Abstract

Inside the Gaze combines continental and Anglo-American theory to answer questions such as: In what way does film address its spectator? How does the film prefigure the spectator? Is the film aware of its orientation towards its spectator? And to what extent does it posit itself as the spectator's lead? Francesco Casetti assumes that the film addresses an ideal interlocutor whose essential features contribute to its form.Inside the Gaze, articulates the relationship between spectator and film text around three metaphors: film signals the presence of its spectator, film assigns the spectator a specific place, and film guides its spectator along a path. These metaphors help to explore a range of issues that are crucial for cinema studies, such as enunciation, point of view, subjectivity, focalization, perspective, etc.

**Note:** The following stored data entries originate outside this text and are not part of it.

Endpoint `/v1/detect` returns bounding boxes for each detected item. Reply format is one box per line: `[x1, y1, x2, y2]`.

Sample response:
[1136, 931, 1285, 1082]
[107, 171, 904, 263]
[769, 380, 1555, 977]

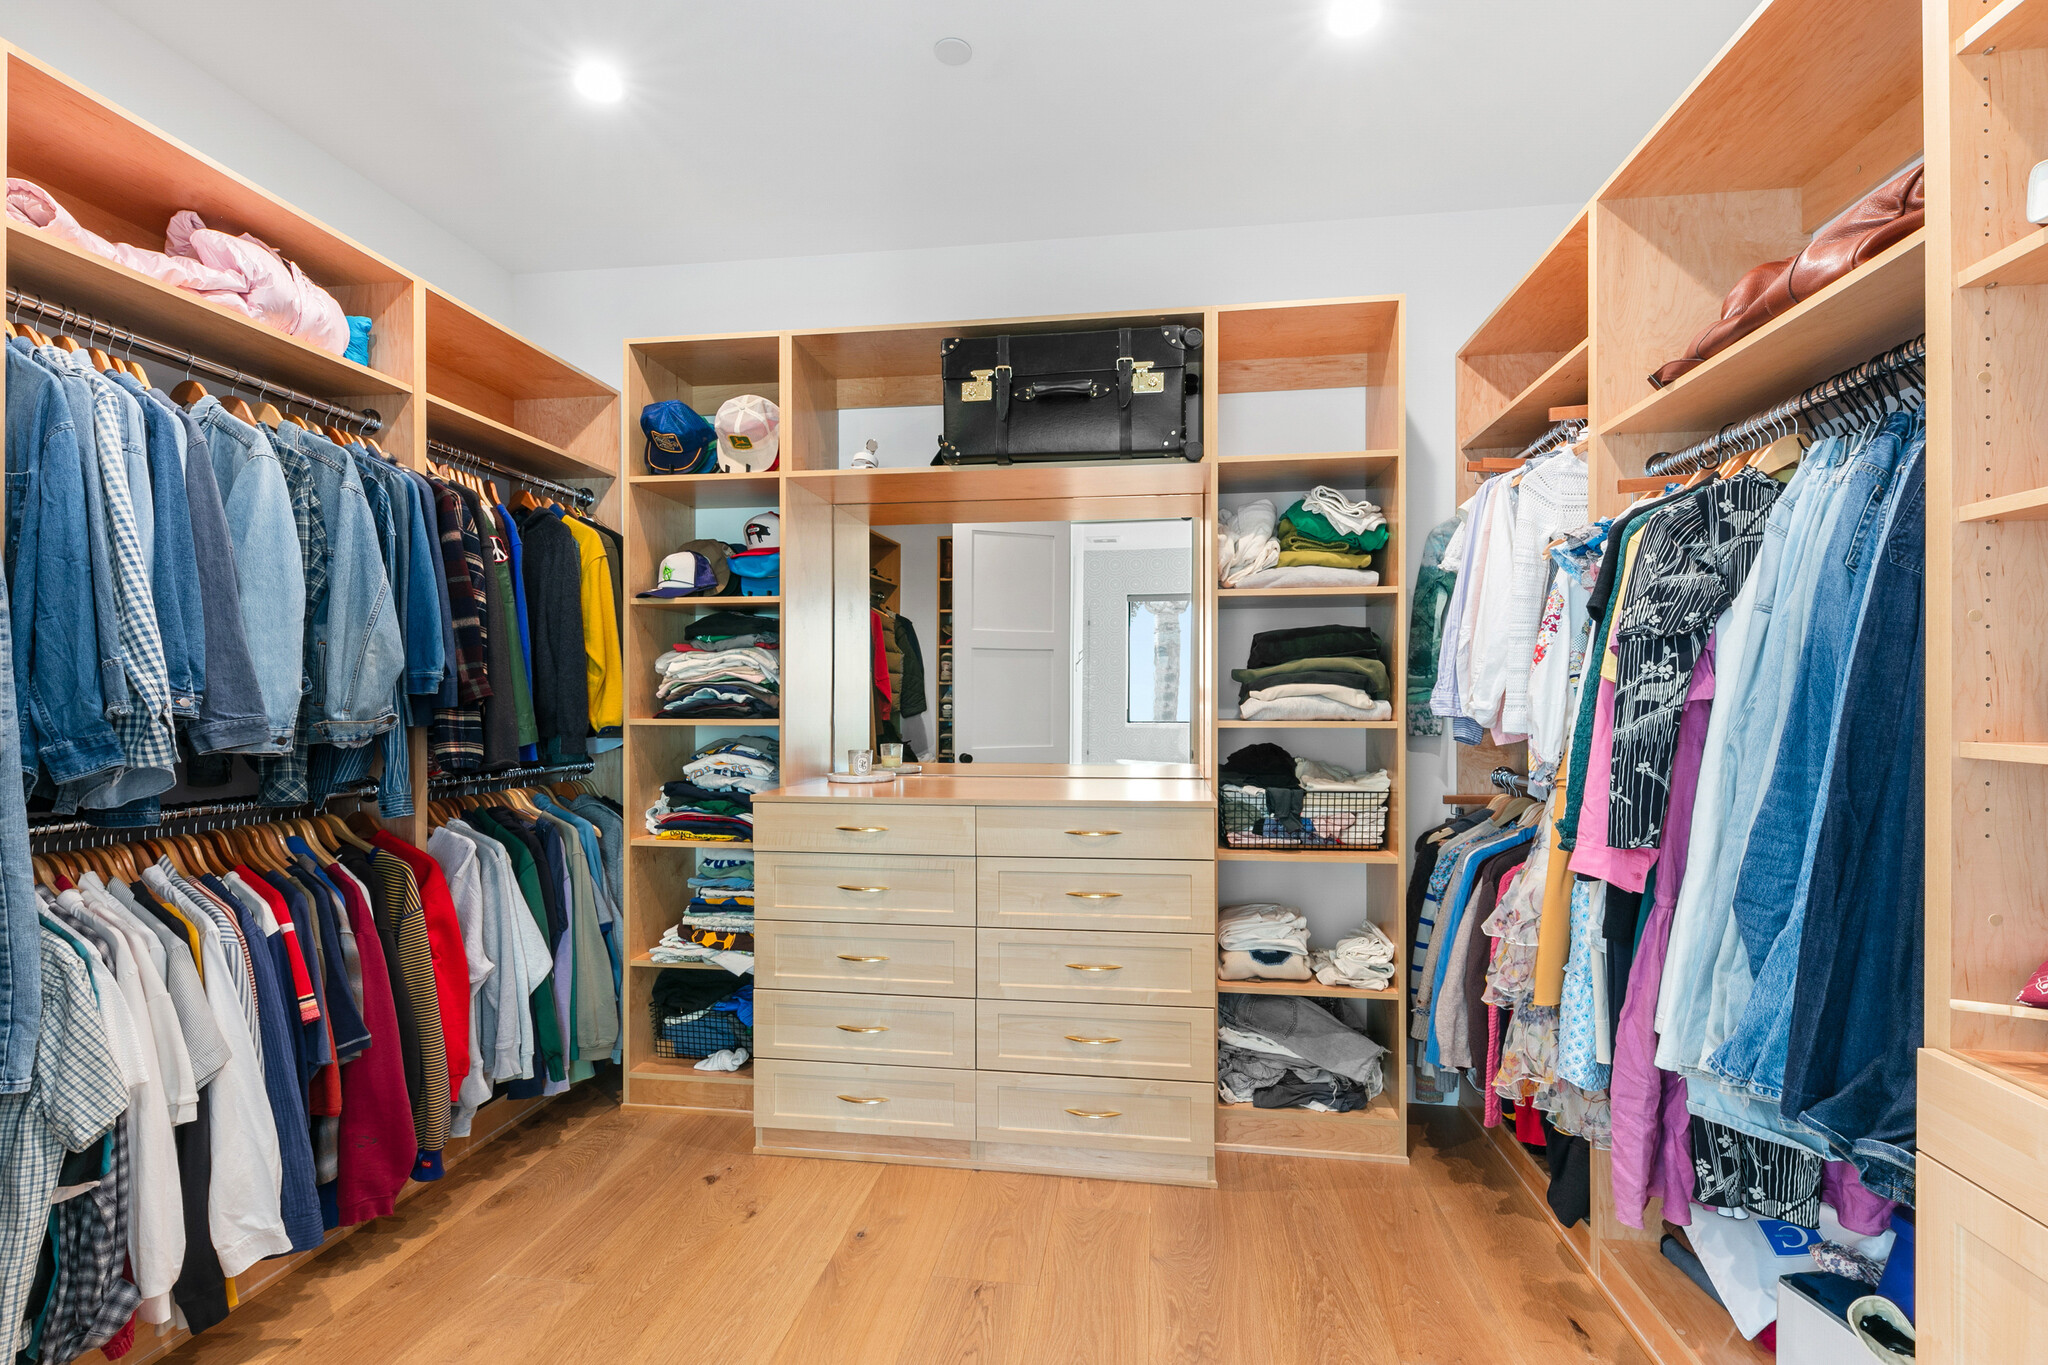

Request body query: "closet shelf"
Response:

Casetti illustrates his position with a careful analysis of a wide range of films such as Gone with the Wind, De Sanctis' Bitter Rice, Antonioni's Cronaca di un Amore, Bunuel's El, Welles' Citizen Kane and F for Fake, and Hitchcock's Stage Fright and Vertigo.It stands at a key juncture in film studies, consolidating the gains of semiotic and textual analysis while pointing toward the social analysis of viewers and the uses they make of films. Inside the Gaze represents a major contribution to the second phase of cinema semiotics, coming after a decade of important continental work on psychoanalysis and the theory of ideology, and after muck Anglo-American work in film history and reception studies, Francesco Casetti claims to look at the fashionable idea that a film inscribes or posits, its spectator and guides that spectator along a path, but by the book's end, he has developed the concept of cinematic enunciation so that it is to initiate, coordinate, and validate the enterprise of cinema itself. All readers of this short volume will come away newly sensitive to the incredible complexity of that enterprise, and will acquire tools to analyze the inner workings of narrative films and the outer workings of films with spectators.